I ricercatori del Karolinska Institutet di Stoccolma hanno analizzato l’impatto delle caratteristiche degli spazi aperti e delle condizioni climatiche sul modo di trascorrere l’intervallo in 4 scuole svedesi. Si tratta di realtà molto diverse, selezionate in modo da essere rappresentative dei contesti scolastici dell’Europa settentrionale e centrale. Il tempo impegnato in attività fisica all’aria aperta, in media 39 minuti, dipende dalla temperatura e dalle condizioni meteorologiche, si riduce con il crescere dell’età ed è sempre inferiore nelle bambine.

Casi clinici
Con la cattiva stagione, sembra comunque peggiorare un po’ tutta la nostra salute. Già Ippocrate aveva stabilito che si muore di più nei mesi freddi che in quelli caldi. E ora, quasi 2.500 anni dopo, una ricerca internazionale condotta in 19 Paesi di differenti latitudini ha analizzato mese per mese oltre 54 milioni di decessi. D’inverno risulta più alta la mortalità per tutte le cause, per cause cardiovascolari, per cause diverse da quelle cardiovascolari e oncologiche; solo la mortalità per cause oncologiche rimane costante nell’anno. Secondo un altro studio, poi, d’inverno aumenta la pressione, il colesterolo, il peso corporeo e il giro vita. Il tutto per l’effetto combinato di una riduzione dell’attività fisica e di un aumento della quantità di cibo che viene assunto.

Ma anche chi dovrebbe intendere lo sport come una medicina come i diabetici, nei mesi invernali tende a perdere colpi. Sempre in Canada è stato preso in considerazione il comportamento di persone con diabete di tipo 2 in funzione delle stagioni. Si osserva una relazione inversamente proporzionale tra numero di passi contati dal pedometro (sedentarietà in autunno-inverno, movimento moderato in primavera-estate) e aumento della pressione sistolica (circa 4 mmHg).

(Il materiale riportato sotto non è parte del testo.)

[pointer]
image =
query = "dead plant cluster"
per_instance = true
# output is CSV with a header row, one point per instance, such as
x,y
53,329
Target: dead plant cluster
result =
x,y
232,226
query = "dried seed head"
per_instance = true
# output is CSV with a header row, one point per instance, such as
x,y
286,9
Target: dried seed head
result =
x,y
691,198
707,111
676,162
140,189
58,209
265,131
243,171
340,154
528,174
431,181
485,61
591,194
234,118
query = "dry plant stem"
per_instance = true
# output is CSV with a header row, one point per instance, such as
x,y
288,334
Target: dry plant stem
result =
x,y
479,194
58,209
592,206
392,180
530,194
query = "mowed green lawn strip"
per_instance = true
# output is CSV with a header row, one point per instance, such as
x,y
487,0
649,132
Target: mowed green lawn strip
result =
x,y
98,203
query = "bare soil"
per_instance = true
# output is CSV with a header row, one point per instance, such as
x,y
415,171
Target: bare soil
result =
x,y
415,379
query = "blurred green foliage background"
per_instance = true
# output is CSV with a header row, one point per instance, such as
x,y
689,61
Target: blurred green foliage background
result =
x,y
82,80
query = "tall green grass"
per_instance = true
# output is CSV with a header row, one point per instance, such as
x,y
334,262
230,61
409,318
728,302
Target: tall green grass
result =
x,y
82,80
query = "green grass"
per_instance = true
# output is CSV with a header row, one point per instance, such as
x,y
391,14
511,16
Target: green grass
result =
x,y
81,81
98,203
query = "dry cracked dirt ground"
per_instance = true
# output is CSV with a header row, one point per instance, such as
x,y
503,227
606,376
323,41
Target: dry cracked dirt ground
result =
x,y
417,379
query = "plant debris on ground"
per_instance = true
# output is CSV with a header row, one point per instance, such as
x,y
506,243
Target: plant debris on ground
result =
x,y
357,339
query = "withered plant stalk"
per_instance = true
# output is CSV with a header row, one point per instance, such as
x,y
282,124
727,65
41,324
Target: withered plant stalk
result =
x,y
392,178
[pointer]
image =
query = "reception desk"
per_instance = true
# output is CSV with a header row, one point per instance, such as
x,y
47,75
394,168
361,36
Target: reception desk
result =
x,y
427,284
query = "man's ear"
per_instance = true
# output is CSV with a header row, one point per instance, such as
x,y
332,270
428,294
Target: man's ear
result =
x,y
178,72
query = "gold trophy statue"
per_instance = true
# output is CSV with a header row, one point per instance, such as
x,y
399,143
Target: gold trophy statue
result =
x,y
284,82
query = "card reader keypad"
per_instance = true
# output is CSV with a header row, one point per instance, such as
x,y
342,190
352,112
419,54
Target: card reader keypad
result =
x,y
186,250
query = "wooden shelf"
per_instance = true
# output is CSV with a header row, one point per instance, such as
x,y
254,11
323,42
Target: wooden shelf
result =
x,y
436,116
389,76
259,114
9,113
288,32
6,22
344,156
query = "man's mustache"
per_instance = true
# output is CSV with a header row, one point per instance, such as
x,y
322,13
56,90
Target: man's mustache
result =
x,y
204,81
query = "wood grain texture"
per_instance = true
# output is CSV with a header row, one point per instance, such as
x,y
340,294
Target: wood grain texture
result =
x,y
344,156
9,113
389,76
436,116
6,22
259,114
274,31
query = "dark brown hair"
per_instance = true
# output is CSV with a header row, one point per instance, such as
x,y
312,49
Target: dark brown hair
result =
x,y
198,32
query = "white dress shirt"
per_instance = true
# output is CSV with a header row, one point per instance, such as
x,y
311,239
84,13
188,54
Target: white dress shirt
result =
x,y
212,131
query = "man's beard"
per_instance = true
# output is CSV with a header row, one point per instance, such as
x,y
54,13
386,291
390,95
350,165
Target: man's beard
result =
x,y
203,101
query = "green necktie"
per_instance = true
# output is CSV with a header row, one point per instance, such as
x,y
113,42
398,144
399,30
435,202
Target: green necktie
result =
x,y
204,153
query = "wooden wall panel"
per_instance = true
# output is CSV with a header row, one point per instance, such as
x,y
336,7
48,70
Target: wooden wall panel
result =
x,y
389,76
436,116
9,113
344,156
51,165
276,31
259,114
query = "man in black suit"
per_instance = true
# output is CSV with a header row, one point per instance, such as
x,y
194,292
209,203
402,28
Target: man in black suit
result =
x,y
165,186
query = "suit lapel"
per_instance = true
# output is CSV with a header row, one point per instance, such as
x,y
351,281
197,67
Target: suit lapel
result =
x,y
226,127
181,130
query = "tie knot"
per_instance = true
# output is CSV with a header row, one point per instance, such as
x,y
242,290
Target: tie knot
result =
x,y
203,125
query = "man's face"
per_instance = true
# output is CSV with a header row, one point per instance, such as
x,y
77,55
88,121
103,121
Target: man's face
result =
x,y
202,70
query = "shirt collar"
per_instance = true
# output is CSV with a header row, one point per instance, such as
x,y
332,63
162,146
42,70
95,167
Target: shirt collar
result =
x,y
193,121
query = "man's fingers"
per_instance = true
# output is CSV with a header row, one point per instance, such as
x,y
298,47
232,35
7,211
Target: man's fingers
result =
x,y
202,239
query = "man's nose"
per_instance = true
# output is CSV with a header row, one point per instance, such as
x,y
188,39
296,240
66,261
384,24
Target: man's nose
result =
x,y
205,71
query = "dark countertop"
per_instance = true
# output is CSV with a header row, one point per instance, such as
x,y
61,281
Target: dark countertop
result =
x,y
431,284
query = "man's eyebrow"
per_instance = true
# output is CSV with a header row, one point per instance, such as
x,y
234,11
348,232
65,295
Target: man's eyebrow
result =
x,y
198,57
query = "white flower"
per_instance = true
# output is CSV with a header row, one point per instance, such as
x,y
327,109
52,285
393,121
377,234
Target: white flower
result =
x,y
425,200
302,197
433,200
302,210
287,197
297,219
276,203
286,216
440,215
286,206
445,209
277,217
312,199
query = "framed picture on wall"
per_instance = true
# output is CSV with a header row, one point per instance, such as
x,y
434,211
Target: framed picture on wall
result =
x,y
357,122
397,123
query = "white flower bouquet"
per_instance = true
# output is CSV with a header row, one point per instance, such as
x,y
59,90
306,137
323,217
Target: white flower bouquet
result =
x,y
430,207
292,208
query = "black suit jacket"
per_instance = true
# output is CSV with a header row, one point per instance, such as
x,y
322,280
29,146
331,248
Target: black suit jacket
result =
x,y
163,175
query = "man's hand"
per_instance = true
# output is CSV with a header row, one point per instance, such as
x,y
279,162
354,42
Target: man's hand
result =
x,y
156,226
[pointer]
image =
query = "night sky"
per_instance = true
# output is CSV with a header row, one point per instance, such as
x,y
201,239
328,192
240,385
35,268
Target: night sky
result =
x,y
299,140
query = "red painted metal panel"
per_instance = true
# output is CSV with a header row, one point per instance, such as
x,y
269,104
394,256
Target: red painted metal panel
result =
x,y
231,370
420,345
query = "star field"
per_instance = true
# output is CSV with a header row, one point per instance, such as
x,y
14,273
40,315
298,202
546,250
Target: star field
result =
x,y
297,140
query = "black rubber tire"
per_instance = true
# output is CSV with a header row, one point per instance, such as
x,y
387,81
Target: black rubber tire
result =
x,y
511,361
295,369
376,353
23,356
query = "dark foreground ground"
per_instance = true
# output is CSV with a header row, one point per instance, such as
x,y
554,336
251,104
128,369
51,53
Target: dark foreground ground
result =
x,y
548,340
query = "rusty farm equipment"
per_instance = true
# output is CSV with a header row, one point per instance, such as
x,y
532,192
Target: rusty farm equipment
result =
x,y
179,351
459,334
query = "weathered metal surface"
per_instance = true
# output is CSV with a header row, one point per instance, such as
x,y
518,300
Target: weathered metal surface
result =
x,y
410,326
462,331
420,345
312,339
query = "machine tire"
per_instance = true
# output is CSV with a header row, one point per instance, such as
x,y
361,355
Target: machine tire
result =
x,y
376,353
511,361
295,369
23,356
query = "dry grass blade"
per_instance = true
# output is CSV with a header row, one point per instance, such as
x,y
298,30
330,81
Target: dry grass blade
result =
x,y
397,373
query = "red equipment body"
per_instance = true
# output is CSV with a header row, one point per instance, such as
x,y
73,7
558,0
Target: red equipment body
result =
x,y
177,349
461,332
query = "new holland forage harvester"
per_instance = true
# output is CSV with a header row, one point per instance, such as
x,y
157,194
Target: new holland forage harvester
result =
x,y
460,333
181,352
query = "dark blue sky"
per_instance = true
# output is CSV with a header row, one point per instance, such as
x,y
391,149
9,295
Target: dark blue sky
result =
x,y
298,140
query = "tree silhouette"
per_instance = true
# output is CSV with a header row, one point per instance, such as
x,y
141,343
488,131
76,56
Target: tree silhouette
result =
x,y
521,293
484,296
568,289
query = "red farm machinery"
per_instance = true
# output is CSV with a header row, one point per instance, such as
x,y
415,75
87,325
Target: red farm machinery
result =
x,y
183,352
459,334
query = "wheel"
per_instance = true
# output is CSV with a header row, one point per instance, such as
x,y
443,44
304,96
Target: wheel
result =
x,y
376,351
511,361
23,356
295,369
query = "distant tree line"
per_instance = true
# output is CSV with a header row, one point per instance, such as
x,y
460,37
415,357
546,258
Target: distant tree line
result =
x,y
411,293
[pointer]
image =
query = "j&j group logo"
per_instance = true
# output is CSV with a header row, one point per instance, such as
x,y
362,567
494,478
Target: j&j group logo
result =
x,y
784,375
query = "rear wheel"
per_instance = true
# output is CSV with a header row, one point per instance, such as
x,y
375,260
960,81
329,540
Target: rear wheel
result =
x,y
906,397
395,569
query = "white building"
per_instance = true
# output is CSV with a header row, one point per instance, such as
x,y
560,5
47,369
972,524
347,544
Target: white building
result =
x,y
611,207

Per quanto riguarda la popolazione in sovrappeso e obesa, uno studio osservazionale statunitense condotto dal’Università del Massachusetts ha seguito oltre 500 adulti per quattro trimestri consecutivi, misurando peso corporeo, abitudini dietetiche e livelli di attività fisica in due giorni lavorativi e in uno del fine settimana. L’introito calorico cresce di 86 Kcal (una pietanza in più al giorno) nei mesi più rigidi. E parallelamente nella dieta i carboidrati cedono il passo ai grassi totali e saturi. Il peso corporeo raggiunge il picco in inverno (in media, un paio di chili in più) e i livelli di attività motoria risultano minimi in inverno e massimi in estate.

E dunque, che fare?
Tutti questi dati costituiscono una base di evidenze scientifiche solide per programmare attività di promozione della salute in grado di aggirare gli ostacoli o, quanto meno, di ridurre questa inerzia “stagione-dipendente”. Le sessioni di attività fisica potrebbero essere più brevi se svolte all’aperto; o, in presenza di strutture adeguate, condotte al coperto. Per quanto riguarda parchi e giardini nelle zone con clima rigido, per incentivare i più pigri o freddolosi, c’è chi suggerisce una loro riprogettazione: servono nuove strutture al coperto in grado di ospitare anche attività più tipicamente estive o primaverili come yoga, danza, palestre di roccia, tennistavolo e campi di pallavolo. Oppure impianti particolarmente attrattivi: piste da sci e pattinaggio, discese per slittino, percorsi per sci da fondo. Fino addirittura a chi propone di modificare l’ambiente “naturale” con giochi di luce e appositi locali riscaldati.

Dal punto di vista dei trattamenti medici, infine, ci si chiede se sia opportuno anticipare la pigrizia invernale aggiustando “al rialzo” le dosi di farmaci per il controllo della glicemia o della pressione. Ma forse è meglio controllare e modificare il proprio stile di vita, piuttosto che delegare a una pillola ciò che la volontà non ottiene.